The horizontal component of the force can be found using the cosine of the angle between the force and the horizontal. The formula we use is: \(F_{horizontal} = F \cdot \cos(\theta)\), where \(F\) is the force applied, and \(\theta\) is the angle of the force. Here, \(F = 20 \text{ lb}\) and \(\theta = 10^{\circ}\).

Calculating the Horizontal Force

Substitute the given values into the formula for the horizontal component: \[F_{horizontal} = 20 \cdot \cos(10^{\circ})\]. Use a calculator to find \(\cos(10^{\circ}) \approx 0.9848\) and then calculate \(F_{horizontal} = 20 \times 0.9848 \approx 19.696 \text{ lb}\).

Applying the Work Formula

Work is calculated as the product of the horizontal force and the distance moved: \(W = F_{horizontal} \cdot d\), where \(d = 10 \text{ ft}\).

Calculating the Work Done

Substitute the values of the horizontal force and the distance: \[W = 19.696 \cdot 10 = 196.96 \text{ ft-lb}\].

Rounding Off the Final Answer

The calculated work is approximately \(196.96\text{ ft-lb}\). For simplicity, this is often rounded to \(197 \text{ ft-lb}\).

Key concepts

Horizontal Force

When you apply a force to move an object, like a box, horizontally, we are specifically interested in the portion of that force that acts parallel to the direction of movement. This is known as the horizontal force. Even if you apply a force at an angle, only the component aligned with the horizontal direction will do the work on the box.

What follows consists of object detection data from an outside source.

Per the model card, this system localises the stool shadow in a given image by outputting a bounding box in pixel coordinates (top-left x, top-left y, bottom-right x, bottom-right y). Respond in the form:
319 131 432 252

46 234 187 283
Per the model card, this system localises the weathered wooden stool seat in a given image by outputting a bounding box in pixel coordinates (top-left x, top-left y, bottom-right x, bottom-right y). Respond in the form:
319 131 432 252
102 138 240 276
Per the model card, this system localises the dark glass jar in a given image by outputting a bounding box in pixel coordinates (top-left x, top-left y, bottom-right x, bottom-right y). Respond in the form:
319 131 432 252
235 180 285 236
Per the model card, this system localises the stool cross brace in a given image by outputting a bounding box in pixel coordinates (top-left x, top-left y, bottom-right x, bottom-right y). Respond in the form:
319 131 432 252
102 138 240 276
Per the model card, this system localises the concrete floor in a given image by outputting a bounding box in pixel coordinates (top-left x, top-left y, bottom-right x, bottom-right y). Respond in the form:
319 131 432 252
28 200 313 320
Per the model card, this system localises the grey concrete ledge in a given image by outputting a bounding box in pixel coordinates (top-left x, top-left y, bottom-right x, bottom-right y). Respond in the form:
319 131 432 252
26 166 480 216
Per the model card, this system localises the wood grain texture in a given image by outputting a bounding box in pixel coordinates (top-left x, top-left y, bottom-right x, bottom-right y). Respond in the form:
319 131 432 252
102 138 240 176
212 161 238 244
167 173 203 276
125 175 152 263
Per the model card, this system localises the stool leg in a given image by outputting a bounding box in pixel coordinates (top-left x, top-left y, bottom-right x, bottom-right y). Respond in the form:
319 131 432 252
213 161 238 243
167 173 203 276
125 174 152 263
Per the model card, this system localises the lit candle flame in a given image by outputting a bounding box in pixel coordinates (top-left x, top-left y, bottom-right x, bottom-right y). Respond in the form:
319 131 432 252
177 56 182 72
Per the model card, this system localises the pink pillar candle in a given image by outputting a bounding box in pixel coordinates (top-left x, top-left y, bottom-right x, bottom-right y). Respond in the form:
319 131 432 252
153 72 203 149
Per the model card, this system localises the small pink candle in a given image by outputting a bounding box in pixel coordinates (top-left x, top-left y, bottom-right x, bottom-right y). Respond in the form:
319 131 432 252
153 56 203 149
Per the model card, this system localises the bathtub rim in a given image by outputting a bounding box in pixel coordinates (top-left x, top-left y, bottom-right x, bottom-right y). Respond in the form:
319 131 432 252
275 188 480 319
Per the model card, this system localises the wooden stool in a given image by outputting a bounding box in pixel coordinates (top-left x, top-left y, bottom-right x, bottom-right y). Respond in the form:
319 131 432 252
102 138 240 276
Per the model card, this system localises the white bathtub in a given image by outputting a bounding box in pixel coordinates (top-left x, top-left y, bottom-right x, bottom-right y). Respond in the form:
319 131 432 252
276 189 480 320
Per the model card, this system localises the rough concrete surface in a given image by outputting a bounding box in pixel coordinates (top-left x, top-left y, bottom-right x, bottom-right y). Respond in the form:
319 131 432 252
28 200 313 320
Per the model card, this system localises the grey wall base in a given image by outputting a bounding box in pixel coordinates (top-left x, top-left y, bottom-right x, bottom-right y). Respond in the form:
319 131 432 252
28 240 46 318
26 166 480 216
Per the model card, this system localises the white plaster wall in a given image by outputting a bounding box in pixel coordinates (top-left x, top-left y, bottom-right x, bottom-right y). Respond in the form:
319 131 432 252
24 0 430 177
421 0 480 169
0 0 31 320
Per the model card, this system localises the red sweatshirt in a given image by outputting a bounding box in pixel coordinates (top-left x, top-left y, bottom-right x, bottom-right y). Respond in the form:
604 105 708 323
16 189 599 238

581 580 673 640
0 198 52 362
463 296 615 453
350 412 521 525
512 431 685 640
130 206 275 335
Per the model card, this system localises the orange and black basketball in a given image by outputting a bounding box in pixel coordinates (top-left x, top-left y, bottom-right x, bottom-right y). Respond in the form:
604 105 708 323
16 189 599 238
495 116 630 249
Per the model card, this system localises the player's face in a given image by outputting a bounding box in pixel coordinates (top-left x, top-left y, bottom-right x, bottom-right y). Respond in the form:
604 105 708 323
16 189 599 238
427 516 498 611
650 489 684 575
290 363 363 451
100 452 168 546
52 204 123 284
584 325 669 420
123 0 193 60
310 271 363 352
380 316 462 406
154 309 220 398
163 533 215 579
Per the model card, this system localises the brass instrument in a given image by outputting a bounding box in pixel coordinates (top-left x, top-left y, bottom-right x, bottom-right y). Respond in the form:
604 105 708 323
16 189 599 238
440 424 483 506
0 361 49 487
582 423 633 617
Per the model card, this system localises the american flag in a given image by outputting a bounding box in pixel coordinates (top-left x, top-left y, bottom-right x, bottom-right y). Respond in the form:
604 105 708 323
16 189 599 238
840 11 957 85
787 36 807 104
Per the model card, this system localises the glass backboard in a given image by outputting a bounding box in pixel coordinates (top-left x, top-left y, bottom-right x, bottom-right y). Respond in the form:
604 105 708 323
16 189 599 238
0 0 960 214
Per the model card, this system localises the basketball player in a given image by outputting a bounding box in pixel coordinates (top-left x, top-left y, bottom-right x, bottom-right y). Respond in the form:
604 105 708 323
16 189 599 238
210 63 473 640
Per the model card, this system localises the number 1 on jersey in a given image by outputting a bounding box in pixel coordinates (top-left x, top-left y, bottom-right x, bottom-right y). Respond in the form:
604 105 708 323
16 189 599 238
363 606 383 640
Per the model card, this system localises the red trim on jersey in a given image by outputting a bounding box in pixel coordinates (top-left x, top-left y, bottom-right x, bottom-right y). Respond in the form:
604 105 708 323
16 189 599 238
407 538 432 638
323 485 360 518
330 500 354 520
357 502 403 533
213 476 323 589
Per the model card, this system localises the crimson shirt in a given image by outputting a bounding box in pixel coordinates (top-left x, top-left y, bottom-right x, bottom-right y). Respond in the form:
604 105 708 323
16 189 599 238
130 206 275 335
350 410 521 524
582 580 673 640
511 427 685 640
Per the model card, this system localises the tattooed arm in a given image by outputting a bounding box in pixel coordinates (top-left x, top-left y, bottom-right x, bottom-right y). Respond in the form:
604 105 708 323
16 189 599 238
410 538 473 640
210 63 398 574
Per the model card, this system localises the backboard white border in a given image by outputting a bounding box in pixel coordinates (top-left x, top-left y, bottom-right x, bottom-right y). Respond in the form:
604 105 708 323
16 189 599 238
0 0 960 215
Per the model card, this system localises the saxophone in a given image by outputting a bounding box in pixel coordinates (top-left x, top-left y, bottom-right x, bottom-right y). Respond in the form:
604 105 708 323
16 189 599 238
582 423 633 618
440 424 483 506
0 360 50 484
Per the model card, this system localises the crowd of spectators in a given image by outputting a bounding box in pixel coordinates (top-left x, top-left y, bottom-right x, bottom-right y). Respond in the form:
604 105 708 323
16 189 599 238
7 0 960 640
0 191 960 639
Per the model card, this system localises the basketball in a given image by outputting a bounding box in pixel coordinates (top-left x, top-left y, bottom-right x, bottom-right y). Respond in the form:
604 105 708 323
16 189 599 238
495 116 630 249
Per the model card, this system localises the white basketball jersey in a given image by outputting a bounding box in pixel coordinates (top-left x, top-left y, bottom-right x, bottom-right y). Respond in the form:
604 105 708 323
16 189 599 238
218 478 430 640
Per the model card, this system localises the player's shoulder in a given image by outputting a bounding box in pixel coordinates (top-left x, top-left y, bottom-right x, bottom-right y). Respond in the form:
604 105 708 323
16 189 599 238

For instance, in our exercise, a force of 20 pounds is applied at a 10° angle to the horizontal plane. To calculate the work done, we need to determine the horizontal component of this force. This means we'll separate out just the part of the force that is pushing directly in the horizontal direction.

Cosine of an Angle

In trigonometry, the cosine of an angle is critical for finding the horizontal component of a force. The cosine function relates the angle of the force to the adjacent side of a right triangle, which, in this case, is the horizontal component.

By using the cosine, we can mathematically express this relationship as:
* The formula is: F_{horizontal} = F \times \cos(\theta).
* Here, \(F\) is the magnitude of the force, and \(\theta\) is the angle of the force above the horizontal axis.

Using a calculator, \(\cos(10^{\circ})\) approximates to 0.9848. This value, when multiplied by the force magnitude, gives us the correct horizontal force component that contributes to moving the object.

Calculating Work

Work in physics is about applying a force over a distance. When calculating work, it's important to use only the component of force in the direction of movement. For horizontal movement, this means using the horizontal force component.

The formula for work is:
* \(W = F_{horizontal} \times d\)
* Where \(W\) is the work done, \(F_{horizontal}\) is the horizontal component of the force, and \(d\) is the distance moved.

In our problem, substituting the calculated horizontal force (19.696 lb) and the distance (10 ft) into this formula gives us \(W = 19.696 \times 10 = 196.96\ ft-lb\) of work done in moving the box.

Force Components

Understanding force components is essential when a force is not perfectly aligned with the direction of motion. Every force applied at an angle can be broken down into components:

• The horizontal component (which we calculated using cosine) is the part that moves the object forward.
• The vertical component, which does not contribute to horizontal work but might influence other factors like support or resistance.

By focusing on the horizontal component, we ensure that all calculations for work only consider forces acting in the intended direction of movement. This makes the process of calculating work more straightforward and precise, particularly when forces are applied at atypical angles.